The Harrah doctor continued looking. After five minutes of gentle poking, prodding, and bending, he stopped. He pulled the device off Quentin’s wrist, looked at it for a moment, then returned it to his backpack.
“How is it,” Doc said, “that you played football for four years yet you have no injuries?”
Quentin shrugged. “I don’t get hit very much.”
“Yes, well I suppose you don’t. Now we have just one more test, Quentin. We must check you for a hernia.”
Quentin’s heart sank. He’d forgotten about that most invasive part of the sports physical.
“I don’t have one.”
“I need to check. Please stand.”
Quentin sighed.
Tentacles on my testicles , he thought. I’m really moving up in the world.
QUENTIN SPENT two days at the Combine, but experienced nothing as arduous as the initial test, or as disturbing as his exam with Doc. League officials continued to test his reflexes, his strength and his endurance. The initial exam created a baseline of his physical capabilities. Subsequent tests further developed that analysis, and were combined with extensive measurements of intelligence, analytical thinking and mental reaction time. Meal trays slid through a slot in his cell walls, three times a day, the same time every day. The best of that food tasted like a bland nothing, the worst like some kind of rancid sawdust. He ate it anyway. Quentin wondered if the food would be like this on the Krakens’ team bus — the thought made him shudder. He wanted some good old-fashioned Nationalite cooking.
After his last test, a holographic video game that had him slapping colored balls in a pre-described pattern as fast as his hands could move, Quentin returned to his cell to find new clothes laid out on his metal bunk.

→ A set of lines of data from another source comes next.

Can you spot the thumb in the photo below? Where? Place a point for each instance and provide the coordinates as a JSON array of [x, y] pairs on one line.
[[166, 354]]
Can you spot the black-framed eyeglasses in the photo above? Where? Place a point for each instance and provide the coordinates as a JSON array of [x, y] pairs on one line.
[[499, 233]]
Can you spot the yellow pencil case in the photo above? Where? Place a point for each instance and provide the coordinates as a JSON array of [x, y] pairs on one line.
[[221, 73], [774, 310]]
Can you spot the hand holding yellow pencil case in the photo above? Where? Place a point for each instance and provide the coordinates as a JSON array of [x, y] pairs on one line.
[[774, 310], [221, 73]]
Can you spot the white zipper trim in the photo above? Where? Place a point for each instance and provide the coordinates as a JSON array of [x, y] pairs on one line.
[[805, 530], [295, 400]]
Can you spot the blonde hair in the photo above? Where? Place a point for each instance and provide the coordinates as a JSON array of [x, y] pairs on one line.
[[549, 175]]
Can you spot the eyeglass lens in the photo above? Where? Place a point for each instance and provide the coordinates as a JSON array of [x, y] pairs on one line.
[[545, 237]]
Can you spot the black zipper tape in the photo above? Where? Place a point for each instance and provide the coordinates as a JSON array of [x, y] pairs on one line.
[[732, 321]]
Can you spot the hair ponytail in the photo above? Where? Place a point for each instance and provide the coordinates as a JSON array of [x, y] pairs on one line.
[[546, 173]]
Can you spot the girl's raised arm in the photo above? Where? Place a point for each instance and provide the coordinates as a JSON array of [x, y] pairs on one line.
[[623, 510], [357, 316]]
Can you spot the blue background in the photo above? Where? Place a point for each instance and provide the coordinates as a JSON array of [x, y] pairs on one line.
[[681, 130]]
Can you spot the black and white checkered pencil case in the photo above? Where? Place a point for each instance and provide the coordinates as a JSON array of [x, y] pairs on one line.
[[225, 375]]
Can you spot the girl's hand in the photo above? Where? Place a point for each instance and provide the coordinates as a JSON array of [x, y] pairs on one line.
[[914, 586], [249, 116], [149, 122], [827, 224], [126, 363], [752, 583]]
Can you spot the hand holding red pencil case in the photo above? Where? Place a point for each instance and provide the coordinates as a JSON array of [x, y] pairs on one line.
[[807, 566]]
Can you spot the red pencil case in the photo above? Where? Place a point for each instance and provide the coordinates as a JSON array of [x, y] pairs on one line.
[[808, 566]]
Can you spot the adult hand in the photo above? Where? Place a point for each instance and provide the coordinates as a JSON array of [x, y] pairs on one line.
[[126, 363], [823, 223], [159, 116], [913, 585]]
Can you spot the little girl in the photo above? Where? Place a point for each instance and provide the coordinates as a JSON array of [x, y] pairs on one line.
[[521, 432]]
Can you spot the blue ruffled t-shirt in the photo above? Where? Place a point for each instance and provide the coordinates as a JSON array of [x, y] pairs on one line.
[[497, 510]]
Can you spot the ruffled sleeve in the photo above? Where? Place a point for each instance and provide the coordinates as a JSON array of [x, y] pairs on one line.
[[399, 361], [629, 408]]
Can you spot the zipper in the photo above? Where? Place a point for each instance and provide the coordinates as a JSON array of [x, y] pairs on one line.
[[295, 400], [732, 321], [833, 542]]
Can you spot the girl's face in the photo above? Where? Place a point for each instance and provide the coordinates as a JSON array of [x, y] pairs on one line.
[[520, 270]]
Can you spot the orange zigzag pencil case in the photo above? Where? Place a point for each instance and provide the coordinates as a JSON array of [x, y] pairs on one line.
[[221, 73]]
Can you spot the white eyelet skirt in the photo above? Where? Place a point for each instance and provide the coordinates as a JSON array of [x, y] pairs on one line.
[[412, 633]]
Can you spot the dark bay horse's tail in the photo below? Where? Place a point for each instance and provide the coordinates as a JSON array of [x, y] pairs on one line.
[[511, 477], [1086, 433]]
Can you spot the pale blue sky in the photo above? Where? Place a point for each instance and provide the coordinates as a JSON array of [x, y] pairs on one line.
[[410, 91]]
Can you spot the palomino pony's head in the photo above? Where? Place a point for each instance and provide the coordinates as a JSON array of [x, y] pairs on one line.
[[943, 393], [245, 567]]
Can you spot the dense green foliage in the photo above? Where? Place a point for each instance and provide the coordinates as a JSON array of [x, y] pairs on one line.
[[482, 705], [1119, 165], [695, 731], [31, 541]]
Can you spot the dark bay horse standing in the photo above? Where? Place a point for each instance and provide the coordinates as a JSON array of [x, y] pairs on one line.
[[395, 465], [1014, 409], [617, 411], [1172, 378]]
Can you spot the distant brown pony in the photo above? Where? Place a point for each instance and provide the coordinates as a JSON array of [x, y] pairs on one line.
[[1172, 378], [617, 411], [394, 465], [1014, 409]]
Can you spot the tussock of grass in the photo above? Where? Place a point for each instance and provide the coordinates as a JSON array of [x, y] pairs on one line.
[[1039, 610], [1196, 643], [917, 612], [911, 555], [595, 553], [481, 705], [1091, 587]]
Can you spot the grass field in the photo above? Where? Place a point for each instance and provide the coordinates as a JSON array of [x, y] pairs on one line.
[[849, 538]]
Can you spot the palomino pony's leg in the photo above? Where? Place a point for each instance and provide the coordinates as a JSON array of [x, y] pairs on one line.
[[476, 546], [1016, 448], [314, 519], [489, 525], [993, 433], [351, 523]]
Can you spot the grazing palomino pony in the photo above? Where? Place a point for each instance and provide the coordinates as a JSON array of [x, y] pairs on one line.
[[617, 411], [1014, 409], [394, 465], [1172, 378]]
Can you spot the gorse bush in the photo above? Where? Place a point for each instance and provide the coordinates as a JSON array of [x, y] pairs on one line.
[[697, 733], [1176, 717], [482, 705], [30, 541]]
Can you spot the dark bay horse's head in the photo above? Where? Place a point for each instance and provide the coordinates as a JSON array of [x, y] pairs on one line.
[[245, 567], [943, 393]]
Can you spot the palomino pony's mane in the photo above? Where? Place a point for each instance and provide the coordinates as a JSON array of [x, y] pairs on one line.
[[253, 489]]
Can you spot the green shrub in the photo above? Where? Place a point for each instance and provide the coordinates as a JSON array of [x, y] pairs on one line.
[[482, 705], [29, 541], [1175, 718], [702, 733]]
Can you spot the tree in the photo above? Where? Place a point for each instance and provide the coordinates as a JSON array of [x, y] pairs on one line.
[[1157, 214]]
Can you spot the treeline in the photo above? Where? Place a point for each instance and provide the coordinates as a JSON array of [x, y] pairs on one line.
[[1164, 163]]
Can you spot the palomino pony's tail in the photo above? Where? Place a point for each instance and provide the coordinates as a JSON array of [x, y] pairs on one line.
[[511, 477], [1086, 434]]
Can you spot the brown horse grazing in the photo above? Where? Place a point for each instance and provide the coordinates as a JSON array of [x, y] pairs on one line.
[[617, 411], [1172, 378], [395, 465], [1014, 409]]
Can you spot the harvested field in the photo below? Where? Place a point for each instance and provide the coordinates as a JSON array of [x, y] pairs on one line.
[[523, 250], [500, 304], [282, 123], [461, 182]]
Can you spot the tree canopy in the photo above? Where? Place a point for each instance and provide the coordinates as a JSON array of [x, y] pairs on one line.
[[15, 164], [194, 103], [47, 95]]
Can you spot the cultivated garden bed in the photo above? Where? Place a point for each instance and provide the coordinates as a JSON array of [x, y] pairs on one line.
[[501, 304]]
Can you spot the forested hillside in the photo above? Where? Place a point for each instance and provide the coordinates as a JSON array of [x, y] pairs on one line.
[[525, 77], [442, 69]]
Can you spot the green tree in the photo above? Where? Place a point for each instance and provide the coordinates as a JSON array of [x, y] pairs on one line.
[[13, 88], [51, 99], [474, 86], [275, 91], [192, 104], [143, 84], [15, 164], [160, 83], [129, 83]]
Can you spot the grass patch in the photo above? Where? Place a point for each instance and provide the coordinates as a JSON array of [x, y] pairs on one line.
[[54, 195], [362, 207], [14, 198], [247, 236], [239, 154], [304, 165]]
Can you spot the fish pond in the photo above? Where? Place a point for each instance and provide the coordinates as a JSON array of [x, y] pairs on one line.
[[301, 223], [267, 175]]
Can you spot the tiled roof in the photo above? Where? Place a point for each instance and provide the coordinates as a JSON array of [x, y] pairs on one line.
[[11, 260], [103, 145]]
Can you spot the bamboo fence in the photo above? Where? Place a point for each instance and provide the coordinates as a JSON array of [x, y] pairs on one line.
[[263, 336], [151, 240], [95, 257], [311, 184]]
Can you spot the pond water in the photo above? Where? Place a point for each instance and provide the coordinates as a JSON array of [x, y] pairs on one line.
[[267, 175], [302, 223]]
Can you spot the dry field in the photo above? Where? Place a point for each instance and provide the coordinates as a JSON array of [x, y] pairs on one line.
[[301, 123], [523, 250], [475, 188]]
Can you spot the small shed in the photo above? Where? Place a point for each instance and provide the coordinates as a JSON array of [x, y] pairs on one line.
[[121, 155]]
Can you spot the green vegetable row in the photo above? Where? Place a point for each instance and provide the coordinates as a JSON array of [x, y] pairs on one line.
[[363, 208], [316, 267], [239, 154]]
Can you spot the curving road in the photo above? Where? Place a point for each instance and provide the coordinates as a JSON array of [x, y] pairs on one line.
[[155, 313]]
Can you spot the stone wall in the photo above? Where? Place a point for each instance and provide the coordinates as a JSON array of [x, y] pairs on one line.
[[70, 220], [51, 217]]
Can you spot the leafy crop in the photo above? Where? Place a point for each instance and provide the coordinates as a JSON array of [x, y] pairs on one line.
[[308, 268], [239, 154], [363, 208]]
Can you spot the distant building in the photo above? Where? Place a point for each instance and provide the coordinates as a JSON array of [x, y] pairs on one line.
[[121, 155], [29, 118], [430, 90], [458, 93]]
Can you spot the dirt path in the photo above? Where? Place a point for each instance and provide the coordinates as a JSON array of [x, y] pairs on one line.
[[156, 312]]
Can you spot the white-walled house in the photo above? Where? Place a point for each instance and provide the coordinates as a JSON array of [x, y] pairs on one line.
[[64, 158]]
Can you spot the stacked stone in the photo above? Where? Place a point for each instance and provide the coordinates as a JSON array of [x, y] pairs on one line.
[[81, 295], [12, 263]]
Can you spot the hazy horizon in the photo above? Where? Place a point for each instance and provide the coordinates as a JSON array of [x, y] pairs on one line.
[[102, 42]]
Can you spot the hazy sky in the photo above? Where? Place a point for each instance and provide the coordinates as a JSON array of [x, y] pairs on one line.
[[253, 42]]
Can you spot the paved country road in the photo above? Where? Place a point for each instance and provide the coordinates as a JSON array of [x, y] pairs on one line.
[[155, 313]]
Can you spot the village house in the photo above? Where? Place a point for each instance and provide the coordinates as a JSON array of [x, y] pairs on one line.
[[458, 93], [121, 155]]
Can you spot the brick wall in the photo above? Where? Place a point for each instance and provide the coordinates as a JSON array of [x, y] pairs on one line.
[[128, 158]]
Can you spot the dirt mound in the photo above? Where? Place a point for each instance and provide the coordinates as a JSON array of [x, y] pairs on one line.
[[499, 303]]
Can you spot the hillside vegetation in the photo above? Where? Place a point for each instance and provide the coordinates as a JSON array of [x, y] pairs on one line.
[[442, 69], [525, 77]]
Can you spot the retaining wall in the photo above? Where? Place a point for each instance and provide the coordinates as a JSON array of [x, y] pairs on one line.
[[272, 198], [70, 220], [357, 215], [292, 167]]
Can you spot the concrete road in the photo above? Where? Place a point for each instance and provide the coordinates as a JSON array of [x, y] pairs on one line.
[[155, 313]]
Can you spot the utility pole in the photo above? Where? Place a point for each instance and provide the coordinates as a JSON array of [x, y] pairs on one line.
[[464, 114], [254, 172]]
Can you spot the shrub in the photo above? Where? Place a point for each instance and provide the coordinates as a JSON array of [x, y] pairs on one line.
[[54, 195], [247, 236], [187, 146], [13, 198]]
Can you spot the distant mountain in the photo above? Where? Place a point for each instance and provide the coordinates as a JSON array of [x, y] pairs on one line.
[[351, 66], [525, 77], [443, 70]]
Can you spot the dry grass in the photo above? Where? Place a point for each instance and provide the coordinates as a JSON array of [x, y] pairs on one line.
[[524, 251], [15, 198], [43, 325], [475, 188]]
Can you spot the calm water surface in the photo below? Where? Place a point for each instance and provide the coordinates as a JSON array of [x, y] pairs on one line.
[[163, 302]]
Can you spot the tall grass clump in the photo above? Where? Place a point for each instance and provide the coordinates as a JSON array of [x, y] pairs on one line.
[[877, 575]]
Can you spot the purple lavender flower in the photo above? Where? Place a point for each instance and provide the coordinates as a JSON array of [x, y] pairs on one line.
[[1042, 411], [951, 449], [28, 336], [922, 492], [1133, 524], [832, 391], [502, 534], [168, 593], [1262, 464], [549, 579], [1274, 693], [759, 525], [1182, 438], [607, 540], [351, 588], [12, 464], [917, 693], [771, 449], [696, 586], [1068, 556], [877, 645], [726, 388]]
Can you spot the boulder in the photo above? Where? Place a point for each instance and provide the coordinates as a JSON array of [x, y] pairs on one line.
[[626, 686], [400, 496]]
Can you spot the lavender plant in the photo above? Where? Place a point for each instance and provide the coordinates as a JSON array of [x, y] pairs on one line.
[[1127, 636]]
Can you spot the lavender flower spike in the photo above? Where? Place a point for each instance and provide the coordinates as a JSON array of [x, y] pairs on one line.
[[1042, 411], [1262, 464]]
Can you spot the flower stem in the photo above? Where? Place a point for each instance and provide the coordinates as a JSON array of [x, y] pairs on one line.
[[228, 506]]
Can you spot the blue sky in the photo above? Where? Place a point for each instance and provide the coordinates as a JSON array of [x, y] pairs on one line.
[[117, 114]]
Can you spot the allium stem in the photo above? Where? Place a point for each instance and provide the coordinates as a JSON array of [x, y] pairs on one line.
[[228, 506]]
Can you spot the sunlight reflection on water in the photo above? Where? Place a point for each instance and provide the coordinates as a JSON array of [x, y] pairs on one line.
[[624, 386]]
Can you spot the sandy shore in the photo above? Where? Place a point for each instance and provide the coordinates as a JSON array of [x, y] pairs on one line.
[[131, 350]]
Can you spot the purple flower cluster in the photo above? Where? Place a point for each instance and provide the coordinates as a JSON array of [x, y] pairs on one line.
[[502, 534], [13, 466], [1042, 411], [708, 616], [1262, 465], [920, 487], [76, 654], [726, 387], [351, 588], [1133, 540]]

Loose fitting sweat pants and a sweatshirt, new Nike football shoes and socks, all in the orange-and-black colors of the Ionath Krakens. A orange-and-black bag sat next to the clothes, containing a second set of sweats and the clothes he wore when he arrived at the Combine. The last item, the one that really caught his attention, was an Ionath Krakens jersey.
A jet-black jersey, it had an orange “10” with white trim on the front and the back. He was glad to see he’d keep his old number from the Raiders. Orange, black and white Krakens logo patches were sewn onto each shoulder. A “Kraken” was a huge oceanic predator native to Quyth, the Concordia’s capitol planet. As long as two-hundred feet, with a twenty-foot-wide tail and six tentacles that ended in sharp, jagged hooks, the Kraken was a vicious hunter. Quentin thought it a fitting nickname for a football team, much better than, say, the scientific-based names of League of Planets teams like the Wilson 6 Physicists or the Satirli 6 Explorers.